I’m going to let the pictures from the night do most of the talking…
David Butler got the official part of the evening underway from behind the drumkit- he’d been practising the famous drum fill from Phil Collins “In the air tonight” all day. This was no random choice of course – Phil Collins has experienced chronic pain for some time and has been quoted as saying that he can’t even hold his drum sticks without feeling pain – a statement filled with notions of meaning, threat, danger and context. With everyone’s attention, David introduced our very special guest Dr Don Russell. Dr Russell has been the Australian Ambassador to the United States, Principal Advisor to an Australian Prime Minister, and currently is the Chief Executive of the South Australia Department of State Development. Don spoke briefly about his current role in supporting small business, promoting innovation within the state and helping to commercialise research. He praised NOI for being a small, South Australian business exporting to the world and had a simple message – “we need more NOIs!”
David was back to introduce Lorimer Moseley with one of his favourite stories – recounting a meeting with the late Pat Wall some years ago. Pat had asked “Who is this Moseley fellow, he’s the smartest Australian I’ve ever met”, to which David could only stammer, “But, Pat, I’m Australian….”
Lorimer spoke briefly about The Explain Pain Handbook: Protectometer and how important it was for him that the book was now out in the world and the good that he hoped it would achieve for pain sufferers. Lorimer made special mention of Return to Work SA (the local workers compensation corporation), whose CEO was in attendance as another special guest, thanking them for their ongoing support of the work both BiM and NOI were undertaking. Lorimer then introduced Luigi Pisaniello, a local opera singer who sang an acapella rendition of Caruso – a song that ‘tells a story about the pain and longings of a man who is about to die while he is looking into the eyes of a girl who was very dear to him.’
As eyes were surreptitiously dried in some parts of the room, David was back to introduce one of the new and novel ideas of The Explain Pain Handbook: Protectometer – DIMs and SIMs. Right on cue the kitchen door opened and giant platters of freshly steamed dim sims began circulating around the room, much to the gastronomical delight of all of the guests.
David also opened the art exhibition and invited guests to go and meet Sarah-Bella.

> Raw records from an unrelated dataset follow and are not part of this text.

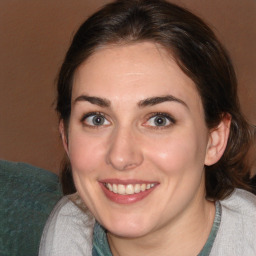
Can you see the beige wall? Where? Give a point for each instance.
(34, 35)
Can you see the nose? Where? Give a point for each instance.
(124, 153)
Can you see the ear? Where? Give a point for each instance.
(63, 136)
(218, 141)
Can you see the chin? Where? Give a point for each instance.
(128, 229)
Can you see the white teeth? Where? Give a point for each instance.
(143, 187)
(109, 187)
(120, 189)
(129, 189)
(114, 188)
(137, 188)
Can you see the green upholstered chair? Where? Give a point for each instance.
(27, 196)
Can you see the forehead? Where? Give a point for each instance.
(133, 72)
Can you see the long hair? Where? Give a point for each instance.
(198, 53)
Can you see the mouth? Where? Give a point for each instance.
(128, 189)
(127, 192)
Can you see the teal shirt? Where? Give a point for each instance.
(101, 246)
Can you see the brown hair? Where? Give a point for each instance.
(198, 53)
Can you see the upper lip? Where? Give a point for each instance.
(126, 182)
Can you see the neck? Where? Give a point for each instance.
(185, 235)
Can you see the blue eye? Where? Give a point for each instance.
(160, 120)
(94, 119)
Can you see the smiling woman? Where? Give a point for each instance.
(156, 142)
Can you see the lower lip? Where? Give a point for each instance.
(126, 199)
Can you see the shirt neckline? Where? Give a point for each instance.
(101, 246)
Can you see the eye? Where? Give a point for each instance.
(160, 120)
(95, 119)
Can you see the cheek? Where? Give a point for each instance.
(85, 152)
(181, 153)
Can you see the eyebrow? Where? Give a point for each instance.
(102, 102)
(160, 99)
(93, 100)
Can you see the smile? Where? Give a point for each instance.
(128, 189)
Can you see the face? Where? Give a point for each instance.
(137, 139)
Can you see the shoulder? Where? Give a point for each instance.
(68, 231)
(240, 202)
(236, 235)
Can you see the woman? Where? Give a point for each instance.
(151, 124)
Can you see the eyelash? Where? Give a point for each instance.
(164, 115)
(152, 115)
(91, 114)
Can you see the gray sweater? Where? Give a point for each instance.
(69, 229)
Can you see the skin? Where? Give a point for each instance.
(128, 145)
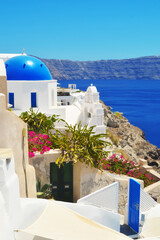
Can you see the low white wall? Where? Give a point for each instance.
(85, 179)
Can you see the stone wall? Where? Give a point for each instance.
(85, 178)
(92, 179)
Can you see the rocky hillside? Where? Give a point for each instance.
(137, 68)
(128, 139)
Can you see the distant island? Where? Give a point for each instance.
(134, 68)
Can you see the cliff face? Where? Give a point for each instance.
(137, 68)
(130, 140)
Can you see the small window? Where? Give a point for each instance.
(33, 99)
(11, 99)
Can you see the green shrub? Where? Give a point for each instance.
(80, 144)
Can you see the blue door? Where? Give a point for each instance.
(11, 99)
(33, 99)
(134, 205)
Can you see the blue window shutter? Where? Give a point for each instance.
(11, 99)
(33, 99)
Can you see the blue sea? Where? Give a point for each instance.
(139, 100)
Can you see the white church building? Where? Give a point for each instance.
(30, 84)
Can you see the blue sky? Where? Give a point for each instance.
(81, 29)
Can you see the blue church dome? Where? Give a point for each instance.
(26, 68)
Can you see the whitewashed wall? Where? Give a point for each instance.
(46, 94)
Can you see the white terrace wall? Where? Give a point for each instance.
(13, 134)
(85, 179)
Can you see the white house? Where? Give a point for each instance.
(30, 84)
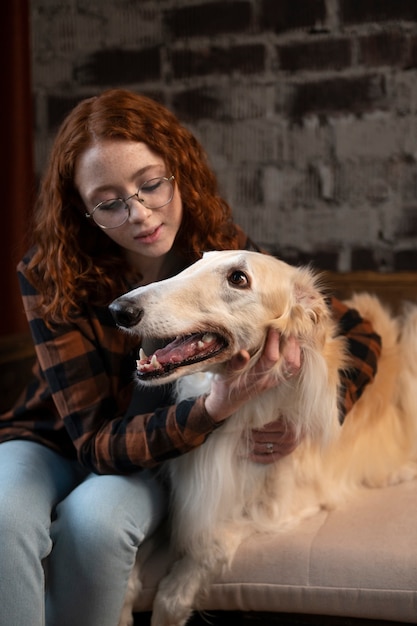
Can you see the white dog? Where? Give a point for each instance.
(226, 302)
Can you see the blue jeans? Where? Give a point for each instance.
(87, 528)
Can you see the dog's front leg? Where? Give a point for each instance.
(175, 598)
(179, 592)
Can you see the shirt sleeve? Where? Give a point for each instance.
(364, 346)
(81, 363)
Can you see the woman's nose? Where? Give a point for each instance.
(137, 210)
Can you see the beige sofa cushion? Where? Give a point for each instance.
(357, 562)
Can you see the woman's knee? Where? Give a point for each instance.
(109, 512)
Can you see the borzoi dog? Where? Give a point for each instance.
(226, 302)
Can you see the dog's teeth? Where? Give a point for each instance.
(155, 363)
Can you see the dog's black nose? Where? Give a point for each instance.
(125, 312)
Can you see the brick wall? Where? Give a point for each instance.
(307, 108)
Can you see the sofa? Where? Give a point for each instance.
(353, 565)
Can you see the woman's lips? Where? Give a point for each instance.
(150, 236)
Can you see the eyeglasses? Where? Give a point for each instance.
(153, 194)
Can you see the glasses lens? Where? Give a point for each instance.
(156, 192)
(111, 213)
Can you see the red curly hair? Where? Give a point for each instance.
(74, 262)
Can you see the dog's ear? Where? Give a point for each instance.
(306, 306)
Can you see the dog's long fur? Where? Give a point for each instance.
(218, 495)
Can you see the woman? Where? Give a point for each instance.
(127, 198)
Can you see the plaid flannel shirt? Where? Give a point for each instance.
(84, 403)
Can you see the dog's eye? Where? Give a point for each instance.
(237, 278)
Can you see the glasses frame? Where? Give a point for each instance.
(168, 179)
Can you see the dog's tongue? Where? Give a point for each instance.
(178, 351)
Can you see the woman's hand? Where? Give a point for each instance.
(272, 442)
(226, 397)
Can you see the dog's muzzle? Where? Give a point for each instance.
(125, 312)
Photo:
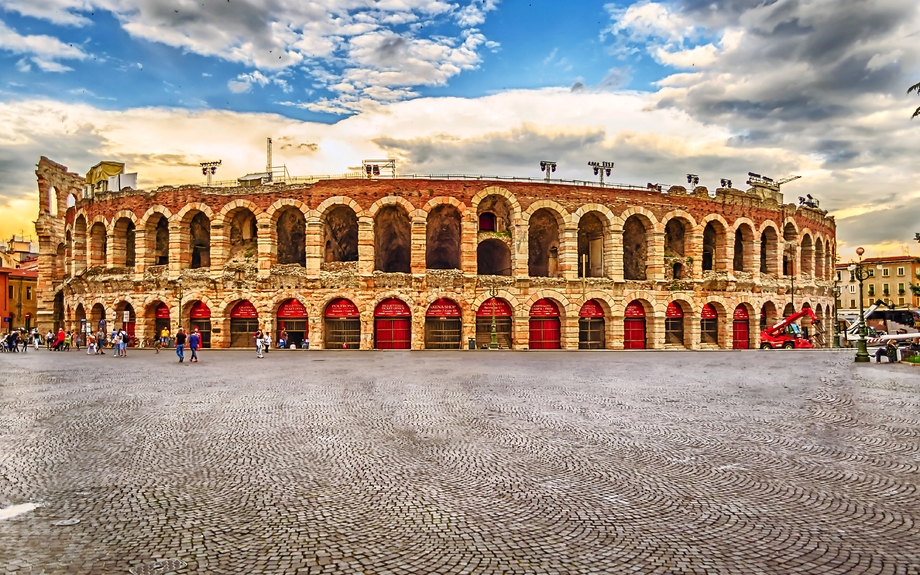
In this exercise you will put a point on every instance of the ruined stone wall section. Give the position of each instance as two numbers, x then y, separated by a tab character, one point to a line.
252	272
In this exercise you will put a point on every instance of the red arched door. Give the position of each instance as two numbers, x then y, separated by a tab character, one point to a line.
392	325
634	326
244	322
544	325
341	325
442	325
741	329
292	324
591	326
499	310
200	317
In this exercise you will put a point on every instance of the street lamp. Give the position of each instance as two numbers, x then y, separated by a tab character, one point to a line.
179	283
861	272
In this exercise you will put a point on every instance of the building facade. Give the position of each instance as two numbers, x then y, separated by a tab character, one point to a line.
890	283
427	263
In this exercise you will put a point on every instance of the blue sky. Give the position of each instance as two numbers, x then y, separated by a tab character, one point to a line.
715	87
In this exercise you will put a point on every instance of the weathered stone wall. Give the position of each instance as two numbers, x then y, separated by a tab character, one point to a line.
368	240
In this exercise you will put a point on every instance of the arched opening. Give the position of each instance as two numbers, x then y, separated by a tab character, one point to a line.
244	322
592	330
443	325
713	245
161	320
820	261
392	325
494	213
675	233
635	249
442	244
157	240
340	235
741	328
768	249
634	332
591	231
126	319
341	325
493	258
243	236
392	240
674	324
98	247
292	325
79	246
497	312
709	325
124	251
544	325
543	244
98	318
743	257
200	318
52	201
291	232
807	266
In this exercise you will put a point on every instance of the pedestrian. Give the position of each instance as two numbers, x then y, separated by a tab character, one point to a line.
260	342
180	344
194	342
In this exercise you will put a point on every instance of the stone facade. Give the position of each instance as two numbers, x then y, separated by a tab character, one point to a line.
420	240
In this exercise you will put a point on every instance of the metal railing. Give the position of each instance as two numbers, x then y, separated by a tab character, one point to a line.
467	177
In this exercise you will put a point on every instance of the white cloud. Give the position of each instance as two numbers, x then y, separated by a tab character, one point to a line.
41	50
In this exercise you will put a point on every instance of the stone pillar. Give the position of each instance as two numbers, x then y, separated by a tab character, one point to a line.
314	250
418	245
365	247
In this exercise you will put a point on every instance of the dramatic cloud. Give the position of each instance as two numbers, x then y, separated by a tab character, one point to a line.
363	52
41	50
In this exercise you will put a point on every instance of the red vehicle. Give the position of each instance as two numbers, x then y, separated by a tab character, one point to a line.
787	335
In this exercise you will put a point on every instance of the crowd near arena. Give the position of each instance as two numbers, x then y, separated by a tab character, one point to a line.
429	263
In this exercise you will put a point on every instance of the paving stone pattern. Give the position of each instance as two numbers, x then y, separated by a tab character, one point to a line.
460	462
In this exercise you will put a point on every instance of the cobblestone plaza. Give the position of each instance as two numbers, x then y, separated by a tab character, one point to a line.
459	462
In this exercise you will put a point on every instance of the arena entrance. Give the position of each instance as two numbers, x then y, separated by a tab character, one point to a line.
634	336
244	322
392	325
741	328
342	325
591	326
443	325
502	314
292	323
161	320
200	317
544	325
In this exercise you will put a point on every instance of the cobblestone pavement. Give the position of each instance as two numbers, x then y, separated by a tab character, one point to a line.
460	462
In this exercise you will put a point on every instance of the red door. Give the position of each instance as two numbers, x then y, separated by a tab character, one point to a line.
634	326
741	329
544	325
392	325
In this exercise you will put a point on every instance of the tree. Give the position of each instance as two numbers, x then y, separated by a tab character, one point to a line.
915	88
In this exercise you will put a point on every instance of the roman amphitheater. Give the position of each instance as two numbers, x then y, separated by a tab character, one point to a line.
430	262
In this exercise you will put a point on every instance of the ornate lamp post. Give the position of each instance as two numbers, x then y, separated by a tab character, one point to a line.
861	272
493	340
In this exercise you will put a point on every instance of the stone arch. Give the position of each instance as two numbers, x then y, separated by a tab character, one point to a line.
544	240
743	251
392	237
442	237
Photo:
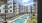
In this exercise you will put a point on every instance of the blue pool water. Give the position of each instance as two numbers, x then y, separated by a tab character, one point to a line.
19	21
25	16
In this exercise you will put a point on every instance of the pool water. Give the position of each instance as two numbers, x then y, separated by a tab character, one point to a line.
19	21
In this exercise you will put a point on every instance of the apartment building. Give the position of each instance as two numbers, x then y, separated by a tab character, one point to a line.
16	7
35	6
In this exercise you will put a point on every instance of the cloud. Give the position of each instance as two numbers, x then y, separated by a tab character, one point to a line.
25	0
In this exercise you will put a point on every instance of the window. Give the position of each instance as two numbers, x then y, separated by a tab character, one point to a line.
34	4
11	0
0	5
10	6
8	0
10	10
6	11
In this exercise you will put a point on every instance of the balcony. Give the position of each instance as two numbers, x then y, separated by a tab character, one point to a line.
6	7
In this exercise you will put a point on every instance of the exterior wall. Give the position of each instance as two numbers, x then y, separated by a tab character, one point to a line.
2	10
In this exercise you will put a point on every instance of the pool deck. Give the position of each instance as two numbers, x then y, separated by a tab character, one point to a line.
14	18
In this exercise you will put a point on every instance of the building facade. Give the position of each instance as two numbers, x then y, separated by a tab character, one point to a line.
35	6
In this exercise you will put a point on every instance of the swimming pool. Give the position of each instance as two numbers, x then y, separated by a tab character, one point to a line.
19	21
25	16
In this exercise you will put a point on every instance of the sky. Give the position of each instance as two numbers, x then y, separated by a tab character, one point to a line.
25	2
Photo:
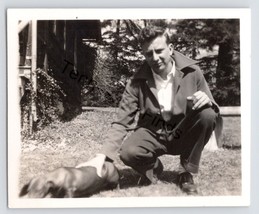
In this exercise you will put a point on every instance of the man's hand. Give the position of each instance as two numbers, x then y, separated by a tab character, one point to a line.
97	162
199	99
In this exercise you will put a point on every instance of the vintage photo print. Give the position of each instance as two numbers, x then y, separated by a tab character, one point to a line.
128	107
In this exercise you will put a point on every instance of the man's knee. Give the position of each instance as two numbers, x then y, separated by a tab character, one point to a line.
207	117
129	153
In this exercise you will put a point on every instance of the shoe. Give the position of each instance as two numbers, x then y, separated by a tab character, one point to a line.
186	183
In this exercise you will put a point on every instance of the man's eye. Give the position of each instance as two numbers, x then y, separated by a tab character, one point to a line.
149	54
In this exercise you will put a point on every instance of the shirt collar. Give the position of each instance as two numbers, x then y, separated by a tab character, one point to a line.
169	75
180	60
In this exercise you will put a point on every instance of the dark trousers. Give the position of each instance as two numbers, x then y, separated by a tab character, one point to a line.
141	150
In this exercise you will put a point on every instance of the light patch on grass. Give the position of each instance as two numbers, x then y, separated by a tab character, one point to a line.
76	141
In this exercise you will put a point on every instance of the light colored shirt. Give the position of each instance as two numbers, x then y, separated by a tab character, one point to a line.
165	89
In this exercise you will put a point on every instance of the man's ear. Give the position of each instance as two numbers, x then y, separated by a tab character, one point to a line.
24	190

Sarah-Bella (aka Lexy) spent hours with body artist Kim Cakebread and the results were simply stunning:
Each guest who ate (or even smelled!) a dim sim was asked to share a DIM or a SIM on our giant Protectometer – we collected over a hundred of each.
The art exhibition drew a crowd, leading to ponderings and discussions.
Sarah-Bella joined the exhibition leading to a surreal experience for some guests.
And then it was done, The Explain Pain Handbook: Protectometer was launched (and the clean up began).